今日もランチの後、いつものように自宅で焙煎したエチオピアを飲んでいました。
昨日の夜、寝る前にコマンダンテで豆を挽き、瓶に入れておいたものです。時間にすると、およそ14時間ほど経っています。
飲んでみると、確かにエチオピアらしい味は残っています。
イルガチェフェ特有のフローラルな印象や、ベリーを思わせる風味も感じられます。
十分に美味しいコーヒーです。
しかし、その日の朝に飲んだ同じ豆の印象とは、どこか違っていました。
朝は挽きたての豆をその場でドリップして飲みました。
その時に感じたのは、香りの豊かさです。
ただ単にカップから立ち上る香りではありません。
コーヒーを口に含んだ瞬間、口の中いっぱいに広がる香りの豊かさです。
フローラルな香りや果実を思わせる風味が、口の中から鼻へ抜けるように広がり、コーヒー全体がとても華やかに感じられました。
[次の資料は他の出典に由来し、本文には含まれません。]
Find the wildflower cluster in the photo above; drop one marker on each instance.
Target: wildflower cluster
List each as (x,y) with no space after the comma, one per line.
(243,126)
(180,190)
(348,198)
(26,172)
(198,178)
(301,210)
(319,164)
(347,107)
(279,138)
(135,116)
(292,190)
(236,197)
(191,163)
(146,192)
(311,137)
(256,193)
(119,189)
一方で、14時間前に挽いたコーヒーは、味としてのエチオピアらしさは残っているものの、その香りの広がりが控えめになっていました。
味はある。
風味もある。
しかし、その風味が口の中で立体的に広がる感覚が弱くなっていたのです。
私はここに、挽きたての価値があるのだと思いました。
コーヒーには苦味や酸味、甘味、コク、ボディといった土台があります。
もちろん、それらも大切です。
しかし、スペシャルティコーヒーの醍醐味はそこだけではありません。
その土台の上にある香りの世界こそが、最大の魅力ではないでしょうか。
花を思わせる香り。
果実を思わせる香り。
紅茶のような印象。
それらが口の中でふわりと広がり、鼻へ抜けていく。
その体験こそが、スペシャルティコーヒーの面白さだと私は思っています。
だからこそ、挽きたてのコーヒーには価値があります。
味だけでなく、その香りの広がりまで含めて楽しむためです。
コーヒーは苦味を楽しむ飲み物ではありません。
酸味を楽しむ飲み物でもありません。
もちろん、それらも大切な要素です。
しかし私にとってコーヒーとは、香りを楽しむ飲み物です。
そしてスペシャルティコーヒーとは、その香りの豊かさを楽しむ文化なのだと思っています。
だから今日もまた、できることなら飲む直前に豆を挽きたい。
その一杯が持つ本来の華やかさを、余すことなく味わうために。